Pada Minggu pagi (9/11/2025), sebuah insiden mengerikan terjadi di kebun hidroponik vertikal yang terletak di Lebak Bulus, Cilandak, Jakarta Selatan. Lift yang digunakan untuk mengangkut pengunjung terjatuh dari ketinggian delapan meter. Saat kejadian, lift tersebut sedang membawa dua orang pengunjung yang tengah melakukan sesi kunjungan di Ladang Farm Teknologi.
Menurut Kasatgas BPBD Jakarta Selatan, Kendar, lift tersebut mengalami malfungsi saat kedua pengunjung sedang melihat tanaman dari ketinggian. “Dalam sesi pemaparan, korban naik menggunakan car lift untuk melihat tanaman ketinggian kurang lebih delapan meter, tiba-tiba car lift error dan terjatuh kurang lebih empat meter,” jelas Kendar. Malfungsi ini diduga menjadi penyebab utama terjatuhnya lift tersebut.

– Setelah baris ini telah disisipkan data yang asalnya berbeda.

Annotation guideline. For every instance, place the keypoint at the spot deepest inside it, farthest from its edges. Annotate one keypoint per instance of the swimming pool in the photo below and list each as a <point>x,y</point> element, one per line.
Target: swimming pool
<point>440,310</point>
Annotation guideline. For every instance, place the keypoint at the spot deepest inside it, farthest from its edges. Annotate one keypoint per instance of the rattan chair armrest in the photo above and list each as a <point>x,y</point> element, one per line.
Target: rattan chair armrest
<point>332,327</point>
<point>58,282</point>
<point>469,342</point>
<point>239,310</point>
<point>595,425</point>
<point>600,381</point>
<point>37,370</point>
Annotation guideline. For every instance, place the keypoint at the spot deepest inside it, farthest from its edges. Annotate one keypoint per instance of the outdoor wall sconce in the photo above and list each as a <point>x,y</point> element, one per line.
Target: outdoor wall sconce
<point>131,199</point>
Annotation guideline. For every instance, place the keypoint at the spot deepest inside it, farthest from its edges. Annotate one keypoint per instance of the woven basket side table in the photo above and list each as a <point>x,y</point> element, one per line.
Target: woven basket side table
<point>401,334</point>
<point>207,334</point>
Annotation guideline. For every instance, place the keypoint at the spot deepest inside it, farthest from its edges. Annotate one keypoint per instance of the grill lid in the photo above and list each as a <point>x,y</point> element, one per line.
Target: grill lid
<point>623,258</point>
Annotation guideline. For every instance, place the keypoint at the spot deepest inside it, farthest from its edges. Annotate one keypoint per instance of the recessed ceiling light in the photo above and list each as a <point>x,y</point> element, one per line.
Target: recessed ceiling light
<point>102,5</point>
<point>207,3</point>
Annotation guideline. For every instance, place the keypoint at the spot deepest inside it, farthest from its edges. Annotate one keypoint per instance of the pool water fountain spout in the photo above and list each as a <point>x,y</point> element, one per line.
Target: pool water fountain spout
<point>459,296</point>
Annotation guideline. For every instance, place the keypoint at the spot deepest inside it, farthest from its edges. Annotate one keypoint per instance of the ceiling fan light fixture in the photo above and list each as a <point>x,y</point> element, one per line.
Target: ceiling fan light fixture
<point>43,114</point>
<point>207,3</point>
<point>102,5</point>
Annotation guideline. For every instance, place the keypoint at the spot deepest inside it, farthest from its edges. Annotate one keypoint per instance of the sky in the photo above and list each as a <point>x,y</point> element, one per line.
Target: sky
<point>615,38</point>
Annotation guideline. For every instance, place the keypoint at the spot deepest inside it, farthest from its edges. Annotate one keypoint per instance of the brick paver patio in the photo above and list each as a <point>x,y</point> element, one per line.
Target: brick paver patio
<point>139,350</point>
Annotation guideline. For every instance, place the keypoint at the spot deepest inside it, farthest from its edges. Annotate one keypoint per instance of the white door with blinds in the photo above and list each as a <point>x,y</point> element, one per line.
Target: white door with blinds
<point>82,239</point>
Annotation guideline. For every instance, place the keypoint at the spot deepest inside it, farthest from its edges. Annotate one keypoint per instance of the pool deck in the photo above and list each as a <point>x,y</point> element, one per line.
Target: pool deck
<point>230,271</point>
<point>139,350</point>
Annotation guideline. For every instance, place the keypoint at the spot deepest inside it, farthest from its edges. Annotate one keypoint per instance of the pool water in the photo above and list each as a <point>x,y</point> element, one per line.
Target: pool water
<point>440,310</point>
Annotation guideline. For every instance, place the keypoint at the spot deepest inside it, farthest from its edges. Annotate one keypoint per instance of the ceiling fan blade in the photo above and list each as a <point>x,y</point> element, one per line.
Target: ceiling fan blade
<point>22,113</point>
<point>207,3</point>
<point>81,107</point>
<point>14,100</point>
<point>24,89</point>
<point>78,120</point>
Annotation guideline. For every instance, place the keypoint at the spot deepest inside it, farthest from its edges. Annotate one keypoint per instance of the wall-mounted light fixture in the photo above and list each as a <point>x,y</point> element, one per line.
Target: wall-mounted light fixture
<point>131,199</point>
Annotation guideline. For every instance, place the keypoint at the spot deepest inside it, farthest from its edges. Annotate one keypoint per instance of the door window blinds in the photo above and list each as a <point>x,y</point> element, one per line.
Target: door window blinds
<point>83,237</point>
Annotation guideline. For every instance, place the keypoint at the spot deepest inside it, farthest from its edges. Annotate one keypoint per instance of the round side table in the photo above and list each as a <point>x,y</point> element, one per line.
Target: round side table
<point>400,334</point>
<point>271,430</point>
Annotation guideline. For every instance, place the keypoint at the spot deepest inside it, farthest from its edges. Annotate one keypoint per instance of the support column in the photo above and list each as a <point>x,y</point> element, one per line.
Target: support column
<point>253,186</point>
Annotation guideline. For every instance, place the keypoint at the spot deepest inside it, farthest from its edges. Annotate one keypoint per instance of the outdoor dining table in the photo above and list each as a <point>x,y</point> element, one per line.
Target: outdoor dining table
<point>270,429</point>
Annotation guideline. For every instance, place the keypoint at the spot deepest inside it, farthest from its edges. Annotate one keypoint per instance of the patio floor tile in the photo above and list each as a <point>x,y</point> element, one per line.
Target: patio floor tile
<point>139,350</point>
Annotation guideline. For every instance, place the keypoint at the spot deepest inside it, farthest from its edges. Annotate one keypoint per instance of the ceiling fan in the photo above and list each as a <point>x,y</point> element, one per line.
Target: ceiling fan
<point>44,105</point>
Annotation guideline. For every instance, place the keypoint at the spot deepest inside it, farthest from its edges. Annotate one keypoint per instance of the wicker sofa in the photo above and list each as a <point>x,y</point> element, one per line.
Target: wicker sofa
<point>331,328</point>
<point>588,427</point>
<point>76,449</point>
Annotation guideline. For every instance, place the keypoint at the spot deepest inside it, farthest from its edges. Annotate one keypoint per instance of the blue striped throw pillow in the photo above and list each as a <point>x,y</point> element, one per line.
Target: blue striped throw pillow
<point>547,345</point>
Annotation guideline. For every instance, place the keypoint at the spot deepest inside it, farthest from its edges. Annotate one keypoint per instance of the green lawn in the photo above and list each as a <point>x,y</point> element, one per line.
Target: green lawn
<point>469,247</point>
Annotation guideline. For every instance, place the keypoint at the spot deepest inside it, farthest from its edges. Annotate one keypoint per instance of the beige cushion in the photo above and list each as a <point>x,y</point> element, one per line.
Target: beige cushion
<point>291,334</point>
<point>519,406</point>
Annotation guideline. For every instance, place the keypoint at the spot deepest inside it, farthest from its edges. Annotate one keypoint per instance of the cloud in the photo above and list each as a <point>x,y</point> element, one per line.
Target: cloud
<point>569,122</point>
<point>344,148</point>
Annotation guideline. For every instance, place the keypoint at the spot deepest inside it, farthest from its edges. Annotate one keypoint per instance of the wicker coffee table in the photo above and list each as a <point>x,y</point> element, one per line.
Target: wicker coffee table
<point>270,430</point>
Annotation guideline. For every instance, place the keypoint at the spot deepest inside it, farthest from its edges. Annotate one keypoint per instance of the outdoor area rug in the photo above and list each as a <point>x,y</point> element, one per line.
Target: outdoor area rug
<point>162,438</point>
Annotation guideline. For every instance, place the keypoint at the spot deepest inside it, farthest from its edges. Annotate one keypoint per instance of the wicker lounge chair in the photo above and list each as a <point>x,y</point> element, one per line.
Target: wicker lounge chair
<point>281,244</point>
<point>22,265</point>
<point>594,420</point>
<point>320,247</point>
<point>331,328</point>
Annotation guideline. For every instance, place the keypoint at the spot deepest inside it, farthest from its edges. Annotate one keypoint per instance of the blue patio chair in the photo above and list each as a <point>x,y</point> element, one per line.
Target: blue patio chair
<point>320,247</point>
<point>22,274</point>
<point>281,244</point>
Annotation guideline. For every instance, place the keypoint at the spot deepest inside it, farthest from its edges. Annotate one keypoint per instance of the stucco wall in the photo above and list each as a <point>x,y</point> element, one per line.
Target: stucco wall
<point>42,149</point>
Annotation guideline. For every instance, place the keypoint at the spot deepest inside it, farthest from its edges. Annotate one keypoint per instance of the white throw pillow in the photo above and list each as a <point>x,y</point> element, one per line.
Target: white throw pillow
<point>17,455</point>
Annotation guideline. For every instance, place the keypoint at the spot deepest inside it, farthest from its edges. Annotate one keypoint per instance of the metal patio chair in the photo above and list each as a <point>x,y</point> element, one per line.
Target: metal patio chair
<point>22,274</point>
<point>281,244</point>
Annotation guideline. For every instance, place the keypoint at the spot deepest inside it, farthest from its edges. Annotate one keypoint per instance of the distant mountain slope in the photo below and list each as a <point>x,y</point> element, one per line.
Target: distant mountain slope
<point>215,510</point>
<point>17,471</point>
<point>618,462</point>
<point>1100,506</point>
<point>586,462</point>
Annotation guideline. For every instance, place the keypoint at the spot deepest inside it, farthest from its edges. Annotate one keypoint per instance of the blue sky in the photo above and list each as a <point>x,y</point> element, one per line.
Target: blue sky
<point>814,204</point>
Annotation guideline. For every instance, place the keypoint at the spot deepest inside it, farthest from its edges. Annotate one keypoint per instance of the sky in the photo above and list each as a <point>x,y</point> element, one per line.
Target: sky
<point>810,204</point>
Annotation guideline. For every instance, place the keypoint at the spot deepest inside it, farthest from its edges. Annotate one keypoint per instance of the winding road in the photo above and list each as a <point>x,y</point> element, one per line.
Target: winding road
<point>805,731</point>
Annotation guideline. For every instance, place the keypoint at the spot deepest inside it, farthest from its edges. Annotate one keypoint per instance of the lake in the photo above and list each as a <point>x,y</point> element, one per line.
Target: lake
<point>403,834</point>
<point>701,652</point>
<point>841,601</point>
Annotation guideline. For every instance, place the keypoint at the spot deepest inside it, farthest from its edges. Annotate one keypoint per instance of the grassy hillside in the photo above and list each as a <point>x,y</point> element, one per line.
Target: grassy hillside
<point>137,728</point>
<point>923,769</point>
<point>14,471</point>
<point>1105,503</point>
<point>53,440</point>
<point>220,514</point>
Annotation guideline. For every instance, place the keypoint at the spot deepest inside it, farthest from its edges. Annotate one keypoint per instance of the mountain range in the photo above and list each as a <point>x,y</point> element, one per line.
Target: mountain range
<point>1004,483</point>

kibat insiden ini, salah satu korban mengalami pergeseran tulang di lengan dan paha. “Korban mengalami syok. Bapak I terjebak, Ibu K diduga mengalami pergeseran tulang di bagian lengan dan paha sebelah kanan,” ungkap Kendar. Kondisi ini membuat korban harus segera mendapatkan penanganan medis.
Setelah kejadian, pegawai yang bertugas di lokasi langsung menghubungi pemadam kebakaran untuk meminta pertolongan. Petugas segera mendatangi lokasi untuk mengevakuasi korban. Kedua korban kemudian dibawa ke Rumah Sakit Fatmawati untuk mendapatkan penanganan medis lebih lanjut.
Hingga saat ini, pihak pengelola kebun hidroponik belum dapat memberikan informasi lebih lanjut terkait insiden ini. Kejadian ini menimbulkan pertanyaan mengenai standar keselamatan dan pemeliharaan fasilitas di lokasi tersebut. Diharapkan pihak pengelola segera melakukan investigasi menyeluruh untuk mencegah terulangnya insiden serupa di masa depan.
Insiden ini menjadi pengingat akan pentingnya keselamatan di tempat-tempat wisata, terutama yang melibatkan penggunaan peralatan mekanis seperti lift. Pengelola tempat wisata diharapkan dapat memastikan bahwa semua peralatan berfungsi dengan baik dan aman digunakan oleh pengunjung. Selain itu, pelatihan bagi staf dalam menangani situasi darurat juga sangat penting untuk meminimalisir risiko cedera serius.
Dengan adanya kejadian ini, diharapkan pihak terkait dapat mengambil langkah-langkah preventif yang lebih ketat guna menjamin keselamatan pengunjung di masa mendatang. Keamanan dan kenyamanan pengunjung harus menjadi prioritas utama dalam pengelolaan tempat wisata.